The directions we are taking
With the growth of high-throughput sequencing projects modern biology is facing novel bottlenecks due to Big Data issues. One of the challenges is to extract relevant information from this high-volume data while accounting for their intrinsic heterogeneity. So far, genomic screenings have profiled thousands of samples providing insights into the transcriptome of the cell. However, disentangling the heterogeneity of these transcriptomic Big Data to identify defective biological processes remains challenging. We addressed this challenge and introduced the novel concept of discretization of gene expression levels, which we derived from probabilistic modelling and shaped upon knowledge of RNA biology. Our Gene Set Enrichment Class Analysis (GSECA) algorithm exploits the bimodal behavior of RNA-sequencing gene expression profiles to identify altered gene sets in heterogeneous patient cohorts.
We showed that GSECA outperfomed 'state-of-art' algorithms in handling gene sets characterized by expression changes of groups of genes that are more intensively activated or repressed in a heterogeneous manner across samples. It can detect functionally related altered cell mechanisms in a condition of interest considering more heterogeneous cohorts as compared to other available methods. By boosting signal-to-noise ratio, GSECA can successfully manage the heterogeneity of thousands of samples and provides useful insights on clinical and biological patterns proper of a phenotype.
By boosting signal-to-noise ratio, GSECA can successfully manage the heterogeneity of thousands of samples and provides useful insights on clinical and biological patterns proper of a phenotype. With this work we introduced the paradigm shift of "less is more" in treating large heterogenous RNA-seq datasets showing that it improves the detection of the altered biological processes in the phenotype of interest. Like looking to a bunch of photographs from a distance you might be able to get the big message!
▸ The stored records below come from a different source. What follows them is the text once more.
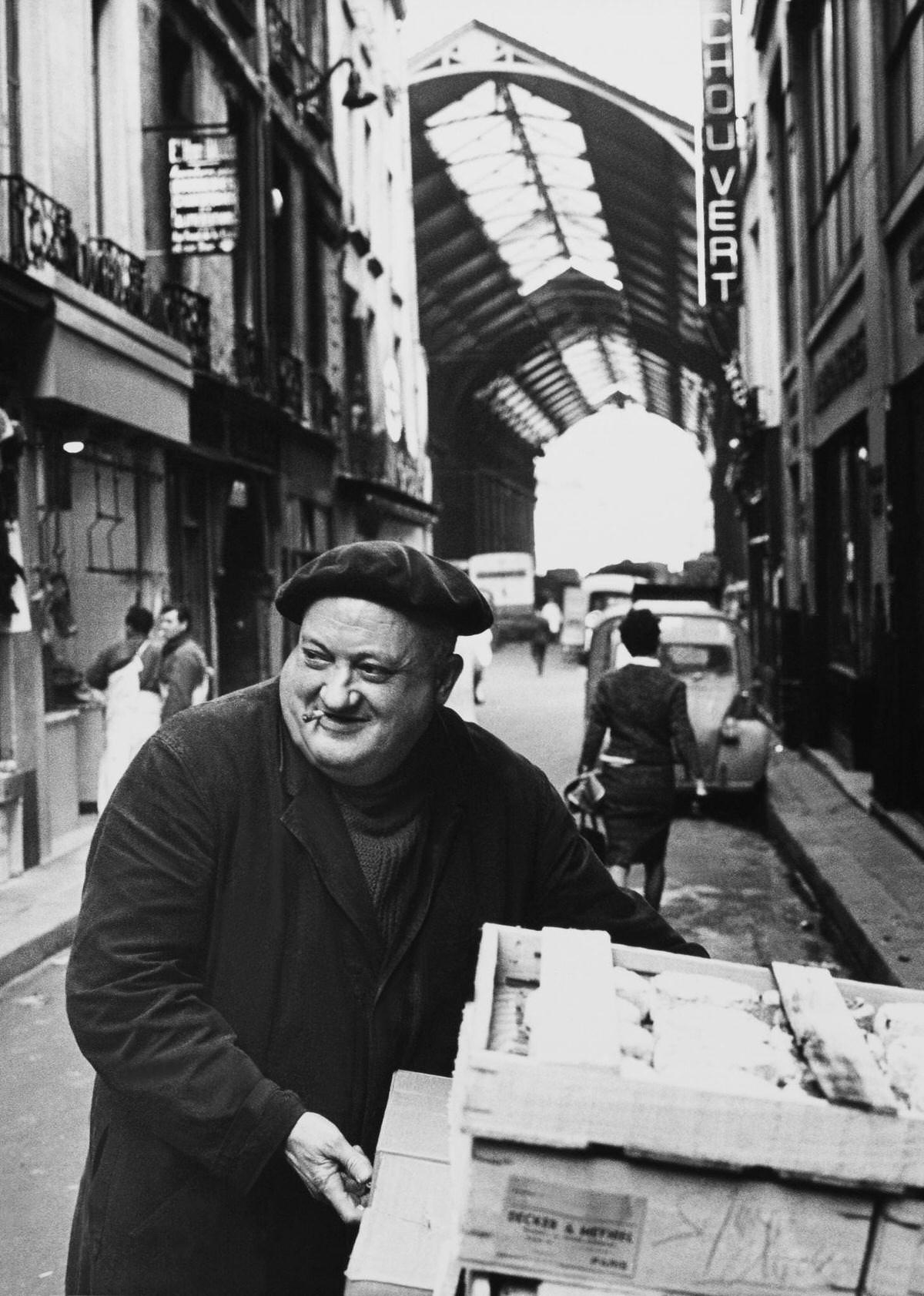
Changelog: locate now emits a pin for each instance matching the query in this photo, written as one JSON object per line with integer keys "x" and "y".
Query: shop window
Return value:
{"x": 832, "y": 136}
{"x": 905, "y": 85}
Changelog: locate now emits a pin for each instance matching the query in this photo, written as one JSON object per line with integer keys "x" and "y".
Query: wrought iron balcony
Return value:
{"x": 118, "y": 275}
{"x": 290, "y": 384}
{"x": 286, "y": 60}
{"x": 377, "y": 459}
{"x": 187, "y": 318}
{"x": 41, "y": 233}
{"x": 250, "y": 367}
{"x": 324, "y": 404}
{"x": 41, "y": 229}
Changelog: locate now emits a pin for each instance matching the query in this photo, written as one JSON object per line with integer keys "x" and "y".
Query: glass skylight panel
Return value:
{"x": 503, "y": 165}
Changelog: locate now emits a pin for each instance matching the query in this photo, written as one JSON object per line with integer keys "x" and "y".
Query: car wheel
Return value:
{"x": 756, "y": 802}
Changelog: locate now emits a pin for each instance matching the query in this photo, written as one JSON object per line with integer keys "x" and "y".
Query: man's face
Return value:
{"x": 172, "y": 626}
{"x": 367, "y": 681}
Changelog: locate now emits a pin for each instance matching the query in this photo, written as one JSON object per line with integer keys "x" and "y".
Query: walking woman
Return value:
{"x": 644, "y": 709}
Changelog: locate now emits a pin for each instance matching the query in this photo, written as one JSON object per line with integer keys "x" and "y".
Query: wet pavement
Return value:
{"x": 728, "y": 887}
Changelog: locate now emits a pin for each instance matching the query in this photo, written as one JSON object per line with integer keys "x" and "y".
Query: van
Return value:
{"x": 508, "y": 580}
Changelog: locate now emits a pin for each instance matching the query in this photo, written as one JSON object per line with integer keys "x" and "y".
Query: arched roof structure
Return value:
{"x": 556, "y": 240}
In the N.A.R. paper, we generated a comprehensive assessment of the effect of PTEN loss across different cancer types. Our data showed that the impact of PTEN silencing on cellular program regulation is proportional to the impaired modulation of the PI3K/AKT signaling cascade, with the stronger effect of gliomas, endometrial, head and neck, breast carcinomas, melanomas, and sarcomas. GSECA correctly highlighted the role of PTEN in controlling immune-related processes in the majority of cancer types, particularly in those showing a significant alteration of the tumor immune-microenvironment (TIME) composition. These data support the importance of PTEN in modulating the immune system and therapy resistance.
Emerging evidence has suggested that PTEN loss is an immunosuppressive event in prostate tumors. However, the connection between PTEN and the immune system is complex and involves both pro- and anti-tumorigenic immune responses depending on the cellular phenotype and the TIME. Our analyes supported the notion that PTEN loss prostate cancers are non-T cell inflamed, or "cold", tumors. Futhermore, we showed that the immunosuppressive TIME of PTEN-loss prostate tumors could be driven by the significant activation of STAT3. PTEN loss were pivotal to show the shorter of disease-free survival of these patients and to underline the biomarker potential of PTEN expression levels.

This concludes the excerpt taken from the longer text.